Je suis un peu catalogué, mais mon premier film (5) et un film réaliste et La Chasse (6) aussi, à mon avis, est un film réaliste. J’ai besoin d’être dans la réalité quotidienne pour me séparer un peu de mes souvenirs et du rêve. On peut raconter des histoires très modernes, actuelles, avec des histoires d’une autre époque, et cela parfaitement bien.
Mon dernier film, El Sur (7), est adapté de Jorge Luis Borges. Il est tourné en Argentine pour la télévision. C’est un point de vue actuel, il y a un côté réaliste puisqu’il se passe au moment même où le tournage a lieu, et pourtant, ce n’est pas un film réaliste. Jeune, j’ai été très proche de la littérature de Borges. Je me retrouvais dans certaines de ses idées. C’était très commode, très confortable parce que j’avais les mêmes sensations. On peut mélanger tout et voir les choses de différentes façons : c’est l’image du labyrinthe qui existe dans toutes les histoires. Plusieurs passages possibles pour une seule entrée. Ce n’est même pas seulement Borges, cela existe dans le cinéma surréaliste et dans la tradition espagnole aussi.
Je crois que c’est la vie. Ce que nous voulons être et ce que nous sommes. La vie est dans la contradiction. Et vous voyez, je n’aime pas le mot réalité, mais on n’a pas d’autre mot pour expliquer les choses.


 

JC : Vous aimez les biographies ?

C.S. : J’en suis très imprégné en ce moment, mais je veux faire des films sur certains moments plus que sur la durée de toute une vie. Déjà El Sur peut être vu comme une petite autobiographie, un moment de la vie de J.L. Borges, même si c’est presque impossible de l’y reconnaître exactement.
Je travaille actuellement sur Goya, dans le même esprit que Lope de Aguirre et Saint Jean de la Croix.
J’aimerais faire un Flaubert. Pas sa vie, un moment de sa vie. J’aime le moment de confusion quand il écrit Madame Bovary le mélange des femmes.
Le moment où tu écris une chose et où tu ne sais plus quoi faire avec cette femme inventée. Qui est cette dame ? c’est mon amante ? C’est une amie ? C’est des choses que j’ai lues, qu’on m’a racontées ?
J’aime beaucoup ce moment de confusion où il faut remettre toutes les pièces du puzzle dans l’ordre.

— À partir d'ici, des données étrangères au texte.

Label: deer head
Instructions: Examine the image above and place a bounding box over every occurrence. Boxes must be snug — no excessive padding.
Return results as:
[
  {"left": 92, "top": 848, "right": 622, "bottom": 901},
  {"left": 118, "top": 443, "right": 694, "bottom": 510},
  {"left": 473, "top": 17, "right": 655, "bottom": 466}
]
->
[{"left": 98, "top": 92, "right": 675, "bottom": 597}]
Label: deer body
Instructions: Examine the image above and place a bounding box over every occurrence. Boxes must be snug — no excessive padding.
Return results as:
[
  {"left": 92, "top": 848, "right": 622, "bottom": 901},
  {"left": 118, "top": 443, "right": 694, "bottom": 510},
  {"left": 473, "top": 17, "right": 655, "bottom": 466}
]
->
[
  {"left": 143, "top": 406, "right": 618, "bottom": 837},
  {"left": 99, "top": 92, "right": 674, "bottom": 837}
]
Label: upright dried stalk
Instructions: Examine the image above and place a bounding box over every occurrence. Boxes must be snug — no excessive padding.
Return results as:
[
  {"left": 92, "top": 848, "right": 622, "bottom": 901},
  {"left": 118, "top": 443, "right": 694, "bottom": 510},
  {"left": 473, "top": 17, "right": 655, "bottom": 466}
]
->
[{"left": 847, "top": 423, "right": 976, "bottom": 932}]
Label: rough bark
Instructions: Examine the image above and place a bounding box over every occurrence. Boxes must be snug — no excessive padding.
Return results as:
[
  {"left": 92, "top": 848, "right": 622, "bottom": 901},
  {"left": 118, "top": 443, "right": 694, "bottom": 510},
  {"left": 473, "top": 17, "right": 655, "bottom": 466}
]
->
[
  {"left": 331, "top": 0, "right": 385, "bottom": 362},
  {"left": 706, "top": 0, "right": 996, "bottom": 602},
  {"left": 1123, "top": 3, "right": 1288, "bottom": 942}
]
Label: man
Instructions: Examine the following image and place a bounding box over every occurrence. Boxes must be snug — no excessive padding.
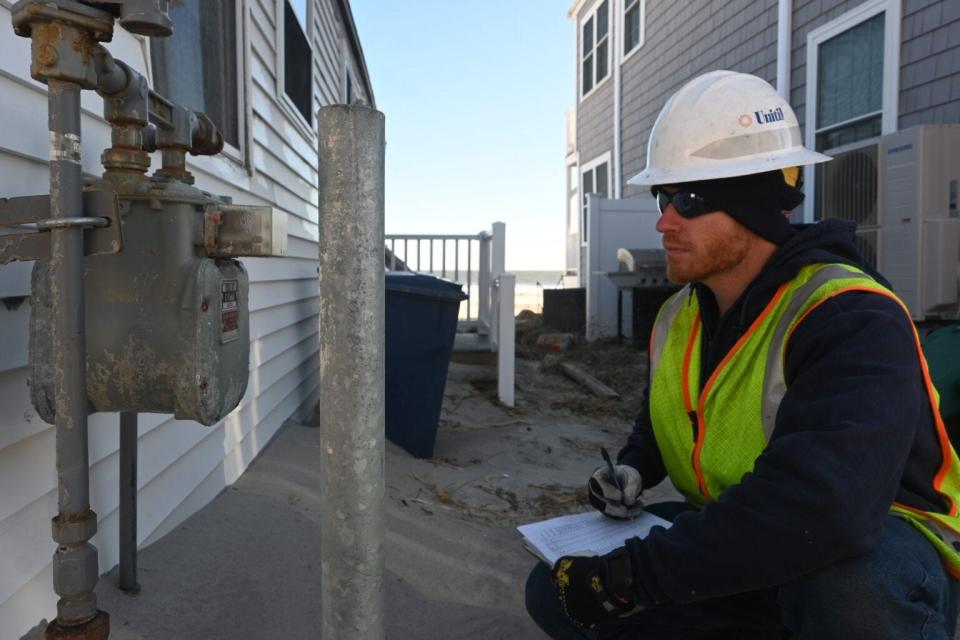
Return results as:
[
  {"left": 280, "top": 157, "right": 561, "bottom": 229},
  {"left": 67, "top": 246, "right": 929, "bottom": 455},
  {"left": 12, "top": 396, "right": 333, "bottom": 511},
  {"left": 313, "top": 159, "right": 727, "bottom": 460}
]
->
[{"left": 527, "top": 71, "right": 960, "bottom": 640}]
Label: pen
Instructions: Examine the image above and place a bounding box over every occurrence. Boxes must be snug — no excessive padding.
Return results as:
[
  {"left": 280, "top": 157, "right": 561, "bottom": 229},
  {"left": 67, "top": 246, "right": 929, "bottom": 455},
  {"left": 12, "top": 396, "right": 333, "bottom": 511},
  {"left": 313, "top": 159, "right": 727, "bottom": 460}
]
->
[{"left": 600, "top": 447, "right": 623, "bottom": 500}]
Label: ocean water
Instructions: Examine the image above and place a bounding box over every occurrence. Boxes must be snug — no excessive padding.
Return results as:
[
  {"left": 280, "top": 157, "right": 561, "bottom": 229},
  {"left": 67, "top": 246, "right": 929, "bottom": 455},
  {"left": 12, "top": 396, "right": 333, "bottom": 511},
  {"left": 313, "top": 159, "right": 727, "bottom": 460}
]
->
[{"left": 422, "top": 271, "right": 563, "bottom": 320}]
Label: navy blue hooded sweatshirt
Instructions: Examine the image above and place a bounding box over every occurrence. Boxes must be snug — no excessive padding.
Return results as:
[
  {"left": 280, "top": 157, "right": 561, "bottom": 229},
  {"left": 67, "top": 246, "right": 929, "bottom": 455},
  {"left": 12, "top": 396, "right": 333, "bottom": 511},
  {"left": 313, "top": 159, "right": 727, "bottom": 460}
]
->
[{"left": 618, "top": 221, "right": 945, "bottom": 604}]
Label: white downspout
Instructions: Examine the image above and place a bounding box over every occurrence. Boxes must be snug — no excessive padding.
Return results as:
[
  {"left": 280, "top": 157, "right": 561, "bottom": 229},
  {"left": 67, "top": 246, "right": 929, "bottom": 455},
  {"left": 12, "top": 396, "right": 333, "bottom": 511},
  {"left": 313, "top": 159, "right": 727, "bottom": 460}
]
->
[
  {"left": 777, "top": 0, "right": 793, "bottom": 99},
  {"left": 610, "top": 0, "right": 624, "bottom": 199}
]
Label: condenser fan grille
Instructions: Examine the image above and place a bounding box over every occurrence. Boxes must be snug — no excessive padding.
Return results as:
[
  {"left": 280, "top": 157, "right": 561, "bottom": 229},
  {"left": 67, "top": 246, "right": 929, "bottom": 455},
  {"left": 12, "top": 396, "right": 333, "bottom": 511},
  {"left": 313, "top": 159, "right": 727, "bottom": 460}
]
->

Propos recueillis par Philippe Piazzo
19 septembre 1991
Jeune Cinéma n°211, novembre-décembre 1991

* Cf. aussi l’entretien avec Carmen Maura, Jeune Cinéma n°210, septembre 1991).

1. Los caprichos, est une série de 80 gravures satiriques de Francisco Goya sur la société espagnole, la noblesse et le clergé de la fin du 18e siècle.

2. Vivre vite (Deprisa, deprisa) (1980).

3. El Dorado (1988).

4. La Nuit obscure (La noche oscura) (1989).

5. Après-midi de dimanche (La tarde del domingo) (1957).

6. La Chasse (La Caza) (1966).

7. El Sur (1992).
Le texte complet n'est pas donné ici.